Please refer to link for detail throughput performance comparison test results between Poseidon/Firmament scheduler and Kubernetes default scheduler.

Roadmap

  • Release 0.9 onwards:
    • Provide High Availability/Failover for in-memory Firmament/Poseidon processes.
    • Scheduling support for “Dynamic Persistence Volume Provisioning”.
    • Optimizations for reducing the no. of arcs by limiting the number of eligible nodes in a cluster.
    • CPU/Mem combination optimizations.
    • Transitioning to Metrics server API – Our current work for upstreaming new Heapster sink is not a possibility as Heapster is getting deprecated.

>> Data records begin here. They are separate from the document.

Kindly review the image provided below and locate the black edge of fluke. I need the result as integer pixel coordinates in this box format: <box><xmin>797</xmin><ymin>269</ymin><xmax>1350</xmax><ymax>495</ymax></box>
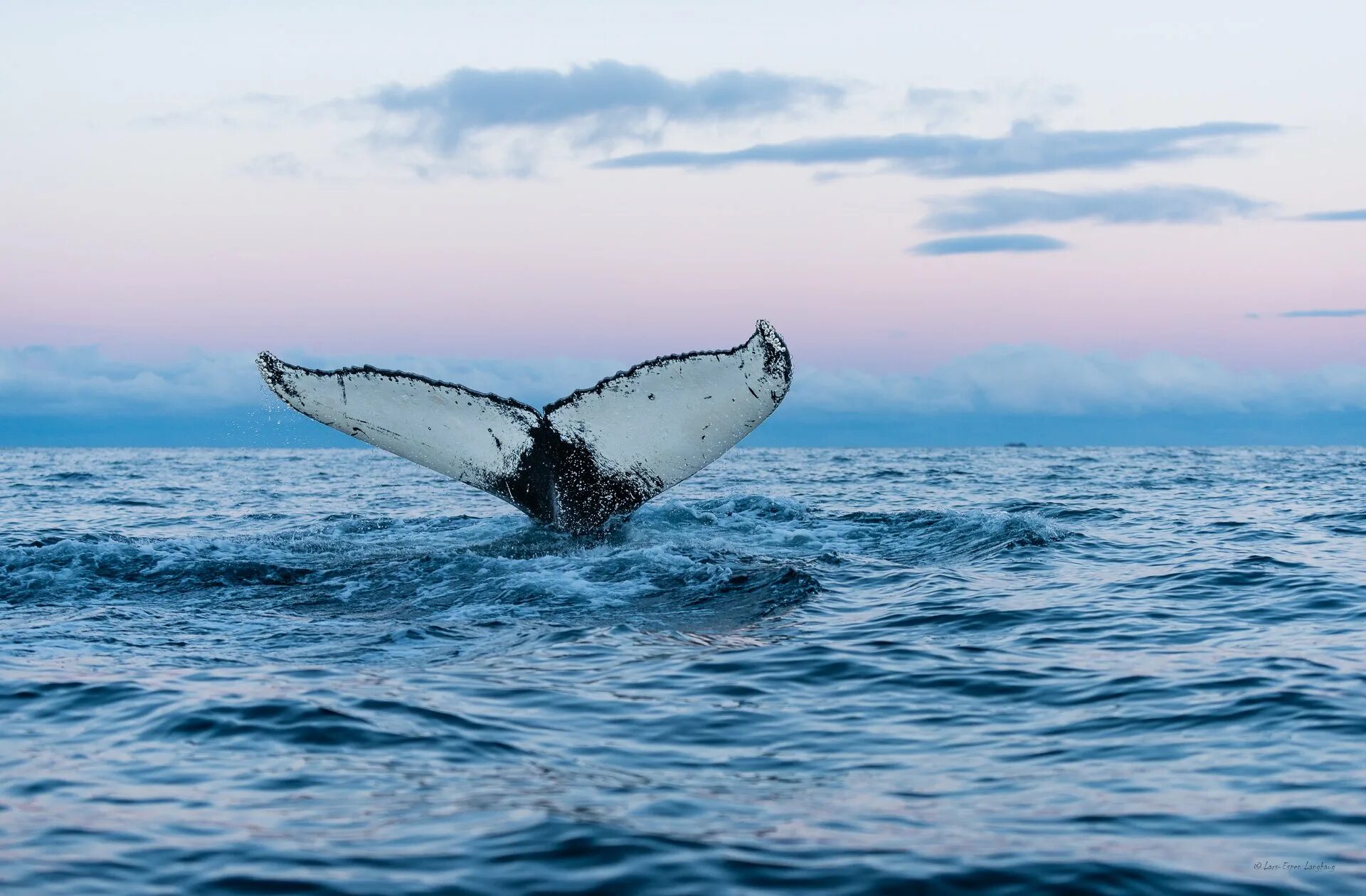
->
<box><xmin>257</xmin><ymin>351</ymin><xmax>541</xmax><ymax>417</ymax></box>
<box><xmin>541</xmin><ymin>319</ymin><xmax>793</xmax><ymax>415</ymax></box>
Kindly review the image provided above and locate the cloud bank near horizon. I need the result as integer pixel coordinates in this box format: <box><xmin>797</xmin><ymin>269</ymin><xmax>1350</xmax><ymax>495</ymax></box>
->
<box><xmin>358</xmin><ymin>60</ymin><xmax>845</xmax><ymax>159</ymax></box>
<box><xmin>11</xmin><ymin>344</ymin><xmax>1366</xmax><ymax>426</ymax></box>
<box><xmin>595</xmin><ymin>122</ymin><xmax>1283</xmax><ymax>178</ymax></box>
<box><xmin>921</xmin><ymin>186</ymin><xmax>1271</xmax><ymax>231</ymax></box>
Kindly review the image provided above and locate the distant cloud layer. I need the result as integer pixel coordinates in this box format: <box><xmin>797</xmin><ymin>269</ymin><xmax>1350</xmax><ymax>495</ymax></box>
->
<box><xmin>1281</xmin><ymin>309</ymin><xmax>1366</xmax><ymax>317</ymax></box>
<box><xmin>598</xmin><ymin>122</ymin><xmax>1281</xmax><ymax>178</ymax></box>
<box><xmin>13</xmin><ymin>344</ymin><xmax>1366</xmax><ymax>418</ymax></box>
<box><xmin>909</xmin><ymin>233</ymin><xmax>1067</xmax><ymax>255</ymax></box>
<box><xmin>921</xmin><ymin>186</ymin><xmax>1268</xmax><ymax>231</ymax></box>
<box><xmin>362</xmin><ymin>60</ymin><xmax>845</xmax><ymax>157</ymax></box>
<box><xmin>1299</xmin><ymin>209</ymin><xmax>1366</xmax><ymax>221</ymax></box>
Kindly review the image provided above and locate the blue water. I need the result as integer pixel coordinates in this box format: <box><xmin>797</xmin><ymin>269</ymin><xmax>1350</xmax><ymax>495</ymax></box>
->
<box><xmin>0</xmin><ymin>448</ymin><xmax>1366</xmax><ymax>896</ymax></box>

    • Continuous running scheduling loop versus scheduling intervals mechanism.
    • Priority Pre-emption support.
    • Priority based scheduling.
  • Release 0.8 – Target Date 15th February, 2019:
    • Pod Affinity/Anti-Affinity optimization in 'Firmament' code.
  • Release 0.7 – Target Date 19th November, 2018:
    • Support for Max. Pods per Node.
    • Co-Existence with Default Scheduler.
    • Node Prefer/Avoid pods priority function.
  • Release 0.6 – Target Date 12th November, 2018:
    • Gang Scheduling.
  • Release 0.5 – Released on 25th October 2018:
    • Support for Ephemeral Storage, in addition to CPU/Memory.
    • Implementation for Success/Failure of scheduling events.
    • Scheduling support for “Pre-bound Persistence Volume Provisioning”.
  • Release 0.4 – Released on 18th August, 2018:
    • Taints & Tolerations.
    • Support for Pod anti-affinity symmetry.
    • Throughput Performance Optimizations.
  • Release 0.3 – Released on 21st June, 2018:
    • Pod level Affinity and Anti-Affinity implementation using multi-round scheduling based affinity and anti-affinity.
  • Release 0.2 – Released on 27th May, 2018:
    • Node level Affinity and Anti-Affinity implementation.
  • Release 0.1 – Released on 3rd May, 2018:
    • Baseline Poseidon/Firmament Scheduling capabilities using new multi-dimensional CPU/Memory cost model is part of this release. Currently, this does not include node and pod level affinity/anti-affinity capabilities. As shown below, we are building all this out as part of the upcoming releases.
    • Entire test.infra BOT automation jobs are in place as part of this release.